Brep2Shape: Boundary and Shape Representation Alignment via Self-Supervised Transformers
Yuanxu Sun, Yuezhou Ma, Haixu Wu, Guanyang Zeng, Muye Chen, Jianmin Wang, Mingsheng Long
TL;DR
Brep2Shape tackles the representation gap in boundary representations (B-rep) for CAD by learning to map parametric boundary expressions to explicit shape samples through a self-supervised pre-training objective. It introduces a Dual Transformer backbone with topology attention that processes surfaces and curves in parallel while exploiting B-rep topology to maintain consistency between entities.

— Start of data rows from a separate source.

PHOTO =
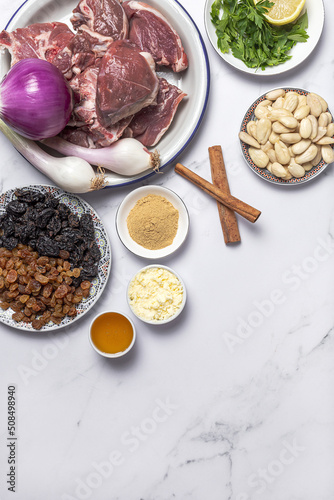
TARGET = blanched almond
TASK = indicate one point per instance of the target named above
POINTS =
(248, 139)
(324, 104)
(263, 130)
(302, 112)
(296, 170)
(290, 138)
(278, 170)
(301, 146)
(278, 128)
(315, 105)
(325, 140)
(330, 130)
(305, 128)
(259, 157)
(282, 153)
(288, 121)
(261, 111)
(276, 114)
(272, 155)
(273, 137)
(272, 95)
(314, 123)
(323, 120)
(327, 154)
(308, 166)
(316, 159)
(321, 132)
(278, 104)
(290, 102)
(308, 155)
(251, 128)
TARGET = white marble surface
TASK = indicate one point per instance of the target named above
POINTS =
(233, 401)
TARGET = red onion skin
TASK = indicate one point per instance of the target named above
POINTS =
(35, 99)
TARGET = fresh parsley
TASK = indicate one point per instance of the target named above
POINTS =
(242, 28)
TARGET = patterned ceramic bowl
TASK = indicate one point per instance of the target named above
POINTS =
(264, 173)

Empirical results on four CAD benchmarks demonstrate state-of-the-art accuracy and faster convergence, with strong data scalability and cross-domain transfer, including robustness under limited labeled data. The approach reduces labeling needs and provides scalable, generalizable geometric representations for downstream CAD tasks such as classification and segmentation.
Abstract
Boundary representation (B-rep) is the industry standard for computer-aided design (CAD). While deep learning shows promise in processing B-rep models, existing methods suffer from a representation gap: continuous approaches offer analytical precision but are visually abstract, whereas discrete methods provide intuitive clarity at the expense of geometric precision. To bridge this gap, we introduce Brep2Shape, a novel self-supervised pre-training method designed to align abstract boundary representations with intuitive shape representations. Our method employs a geometry-aware task where the model learns to predict dense spatial points from parametric Bézier control points, enabling the network to better understand physical manifolds derived from abstract coefficients. To enhance this alignment, we propose a Dual Transformer backbone with parallel streams that independently encode surface and curve tokens to capture their distinct geometric properties. Moreover, the topology attention is integrated to model the interdependencies between surfaces and curves, thereby maintaining topological consistency. Experimental results demonstrate that Brep2Shape offers significant scalability, achieving state-of-the-art accuracy and faster convergence across various downstream tasks.